Un país retóricamente federal pero prácticamente unitario con una pobreza estructural manifiesta. Un país que solo se centra en CABA y el Conurbano, y un poco más allá en el interior de la Provincia de Buenos Aires sin ver, que en muchas provincias, con pocos casos o sin casos de virus hasta el momento, la cuarentena se acata con fervor porque hay estados de presencia sostenida, sin la necesidad de la aparición de una tragedia.
****
La fenomenología del espíritu encierra dialécticas que nos explican. La dialéctica del amo y el esclavo de Hegel, en donde las autoconciencias se entrecruzan muchas veces sin reconocerse por la dicotomía de las realidades, se adapta al enclave en el que la radiografía social se vuelve viral por las redes en donde ese metro de distancia no es más que un concepto límite.
Rara vez funcionarios hayan sido “esclavos”. Rara vez los sectores sociales que juzgan sistemáticamente hayan sido “esclavos”. Así es que la percepción de la realidad se recorta tanto como la cantidad de recortes que hay en el enclave escalonado. En donde el delito distorsiona el estado de situación de los que necesitan. Se homologan, en el entrecruzamiento maldito de la geografía, en un conglomerado de iguales que los convierte en anti sistema, funcionales al virus y no al orden.
Cuando en realidad, el delincuente aprovecha la oportunidad para continuar con la rentabilidad de la inseguridad y la falta de estrategia.
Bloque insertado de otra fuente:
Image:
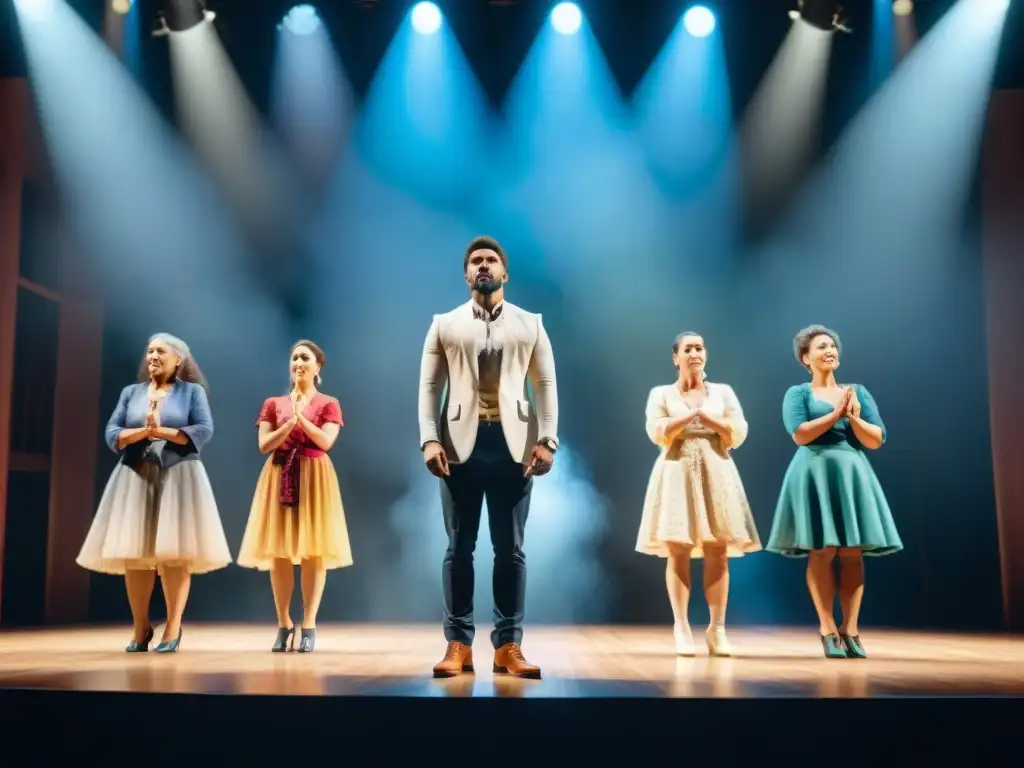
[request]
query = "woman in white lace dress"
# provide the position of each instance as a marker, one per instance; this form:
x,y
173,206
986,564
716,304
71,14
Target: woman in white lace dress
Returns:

El COVID-19 le permite a la criminalidad exacerbar las operaciones de velo y engaño, mientras que los otros, los del día a día, se aferran a la única oportunidad que tienen, la de sobrevivir en un campo minado. A pesar de todos, y a pesar de ellos.
La Cámpora y los Curas Villeros son los únicos que hasta el momento entendieron éste entramado. Tanto lo entendieron que los curas villeros reforzaron su precario dispositivo logístico armando espacios especiales cuando llegue el momento de los síntomas del COVID. También se organizaron en nuevas tareas para que no se detenga el trabajo con los consumidores en recuperación.
Mientras tanto, la demonizada estructura camporista -con todos sus defectos y selectividades- le aportó al Ministro de Seguridad Sergio Berni la cuota de sensatez para contener, lo más posible, el desmadre. Porque para contener operativamente, necesitas más que canales de televisión y pico. Necesitas conocer el territorio envenenado por corredores, pactos, y entelequias.